Now on the revert action should this machine fall out of scope – it’s no longer in that group that it belongs – I’m going to disable it. Add a Batch Script. Paste in the command, so same command, but now I am going to disable success and failure audits. Under Policy process mode, you can apply it Once, Always, or Once or when forced. Once is all we need to do. Once it’s applied, it’s going to stay there. It’s not going to change, so [03:10]. Click OK, and now we have our policy created.
I’m going to go ahead, and I’m going to temporarily disable this policy, so I don’t want it coming down just yet. Let’s take a look here. Here’s my command to check on the auditing. See what’s set, what isn’t set for the object access. We can see the file system, which is what I set my command, is not yet set. There’s no auditing involved. Come over here to my event viewer, just do a little refresh. Okay, there’s nothing in my event log. I’m going to open up a file, close it up, refresh, still nothing. Now let’s go over, and let’s reenable this. Click on it. Enable the policy, Yes. Minimize that, and we’re going to sync up the cloud.
Now you can see the Advanced Auditing, what I just created, is now a policy that’s been brought down from the cloud. I’m going to go and check my get command for Auditpol. I’m now auditing success and failures for the system, and I come over here and access my file, refresh. I’ve got a bunch of audits. You can see here that it’s for the file access test file, which is what I opened up. There’s four entries here, all for that one file. We can see that we’re able to enable advanced auditing using PolicyPak, using this command line and Scripts Manager.

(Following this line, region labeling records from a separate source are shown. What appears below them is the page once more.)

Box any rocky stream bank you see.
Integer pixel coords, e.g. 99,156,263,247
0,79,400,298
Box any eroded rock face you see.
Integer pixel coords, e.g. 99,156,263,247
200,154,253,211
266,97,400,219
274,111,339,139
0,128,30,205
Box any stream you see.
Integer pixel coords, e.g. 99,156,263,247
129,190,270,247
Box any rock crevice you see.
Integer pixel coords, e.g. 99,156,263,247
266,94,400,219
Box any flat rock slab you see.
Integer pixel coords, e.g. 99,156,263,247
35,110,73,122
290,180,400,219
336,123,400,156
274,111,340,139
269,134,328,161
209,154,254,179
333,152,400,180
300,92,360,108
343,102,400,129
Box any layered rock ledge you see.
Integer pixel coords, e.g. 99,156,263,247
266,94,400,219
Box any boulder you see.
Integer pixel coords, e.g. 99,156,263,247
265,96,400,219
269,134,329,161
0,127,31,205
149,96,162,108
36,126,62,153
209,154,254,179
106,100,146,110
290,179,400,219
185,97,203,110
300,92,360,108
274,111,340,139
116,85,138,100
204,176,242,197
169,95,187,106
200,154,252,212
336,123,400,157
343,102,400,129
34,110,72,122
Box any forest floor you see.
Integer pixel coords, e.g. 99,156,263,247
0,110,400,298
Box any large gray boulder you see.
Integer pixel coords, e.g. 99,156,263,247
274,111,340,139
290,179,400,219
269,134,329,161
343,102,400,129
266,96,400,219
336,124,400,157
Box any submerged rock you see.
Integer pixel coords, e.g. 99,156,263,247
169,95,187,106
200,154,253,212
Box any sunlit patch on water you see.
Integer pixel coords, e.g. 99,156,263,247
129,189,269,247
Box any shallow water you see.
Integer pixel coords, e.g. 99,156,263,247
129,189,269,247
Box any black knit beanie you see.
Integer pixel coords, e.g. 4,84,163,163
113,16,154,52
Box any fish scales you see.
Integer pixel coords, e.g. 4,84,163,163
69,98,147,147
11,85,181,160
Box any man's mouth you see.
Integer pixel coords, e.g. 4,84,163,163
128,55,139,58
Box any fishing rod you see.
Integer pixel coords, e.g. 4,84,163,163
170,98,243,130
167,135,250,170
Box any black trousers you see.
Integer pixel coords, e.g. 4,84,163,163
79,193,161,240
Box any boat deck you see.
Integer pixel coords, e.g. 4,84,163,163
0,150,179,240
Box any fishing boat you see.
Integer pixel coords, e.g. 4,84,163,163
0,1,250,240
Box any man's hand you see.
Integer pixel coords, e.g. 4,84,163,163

Now, you know we put a reverse script if this policy’s computer is for whatever reason no longer falls under scope, so we’re going to disable the policy and remove the auditing. Let’s come back over here. Disable the policy. Click Yes. This could’ve been the computer no longer being associated with this particular group, being put in a different group in a different set of policies, maybe a different set of auditing. Either way. Minimize that. Let’s update the policy. Now you’ll see the policy is no longer there. Query object access, and again, back to no auditing. Let’s clear the log. Open up my file. Close it. Refresh. No logging. Okay, so this is how we can enable advanced auditing in remote domain or nondomain joined computers. Thanks for watching.